Background: Inflammatory bowel disease occurs in regions of the intestine characterized by a bowel content high in bacteria. Intestinal bacteria synthesize cell wall products such as lipopolysaccharide; when normal monocytes or macrophages come in contact with these products, they can be primed to release a number of inflammatory mediators. Mediators such as toxic oxygen metabolites released as part of the respiratory burst may contribute to inflammatory tissue damage. The aim of this study was to determine if monocytes from patients with Crohn's disease are primed by lipopolysaccharide for a greater respiratory burst.
Methods: The generation of superoxide anion was measured by superoxide dismutase inhibitable reduction of ferricytochrome c.

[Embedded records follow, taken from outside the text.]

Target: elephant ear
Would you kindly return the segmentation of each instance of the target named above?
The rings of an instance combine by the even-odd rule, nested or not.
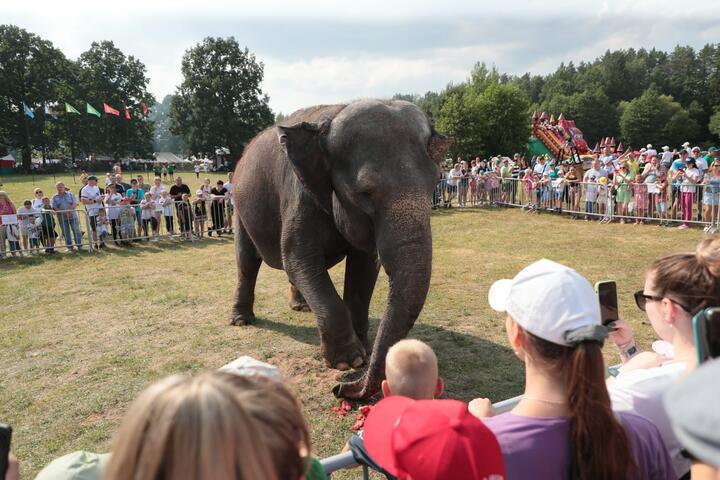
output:
[[[441,135],[433,129],[428,142],[428,155],[432,161],[440,165],[445,160],[445,155],[453,142],[455,142],[454,138]]]
[[[278,126],[279,141],[285,148],[295,175],[326,213],[332,213],[330,162],[325,152],[326,124],[302,122]]]

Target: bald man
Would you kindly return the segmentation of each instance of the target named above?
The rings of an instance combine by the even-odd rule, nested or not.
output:
[[[400,340],[385,357],[383,396],[401,395],[415,400],[432,400],[444,388],[438,377],[437,357],[432,348],[420,340]]]

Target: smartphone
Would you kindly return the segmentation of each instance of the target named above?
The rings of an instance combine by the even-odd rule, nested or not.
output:
[[[600,301],[600,320],[607,326],[612,322],[620,320],[618,314],[617,285],[612,280],[597,282],[595,291]]]
[[[10,457],[10,440],[12,439],[12,427],[0,423],[0,478],[5,478]]]
[[[698,363],[720,357],[720,307],[706,308],[693,317]]]

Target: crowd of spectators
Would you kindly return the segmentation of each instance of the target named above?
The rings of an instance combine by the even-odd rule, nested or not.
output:
[[[587,164],[589,163],[589,165]],[[587,168],[584,168],[587,167]],[[433,207],[479,204],[522,205],[528,209],[567,210],[599,221],[648,220],[678,228],[696,221],[713,232],[720,214],[720,157],[715,147],[702,152],[684,144],[658,153],[652,145],[624,154],[604,147],[589,162],[562,162],[541,155],[463,161],[443,170]],[[715,224],[715,226],[714,226]]]
[[[699,365],[692,333],[693,316],[720,301],[720,239],[657,259],[634,299],[661,339],[653,351],[640,351],[626,322],[603,325],[597,294],[572,268],[542,259],[496,281],[488,301],[525,367],[514,408],[438,399],[435,353],[403,340],[386,356],[385,398],[366,407],[348,448],[408,480],[720,478],[720,359]],[[605,368],[607,338],[619,368]],[[301,405],[274,367],[250,360],[148,387],[111,454],[75,452],[37,478],[325,478]],[[17,478],[11,457],[6,480]]]
[[[79,206],[84,207],[88,219],[89,238],[85,242],[95,248],[105,248],[109,241],[115,245],[140,239],[156,241],[163,229],[167,235],[186,240],[232,232],[232,173],[212,187],[209,178],[201,180],[193,195],[182,177],[175,176],[173,165],[156,169],[151,184],[145,183],[143,175],[126,183],[119,165],[106,174],[102,185],[98,177],[83,172],[76,193],[57,182],[55,193],[36,188],[33,198],[23,200],[19,208],[0,191],[0,215],[17,220],[8,223],[9,217],[5,222],[0,217],[0,257],[6,254],[6,242],[13,256],[42,250],[55,253],[58,228],[68,250],[81,250],[85,233]],[[169,188],[159,174],[170,177]],[[208,224],[208,212],[212,224]]]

Results: Freshly isolated monocytes from active untreated Crohn's disease patients (n = 8) showed enhanced stimulated release of superoxide anion when compared with normal monocytes (n = 15; 3.80 +/- 0.12 vs. 1.02 +/- 0.06 nmol/5 min; P < 0.001). We tested the hypothesis that the monocyte priming factor in Crohn's disease serum may be lipopolysaccharide by showing that Crohn's disease serum lost its ability to prime normal monocytes after lipopolysaccharide was removed (0.25 +/- 0.25 nmol/5 min, P < 0.001).
Conclusions: These studies indicate that bacterial cell wall products may be important proinflammatory molecules involved in the initiation and/or perpetuation of Crohn's disease.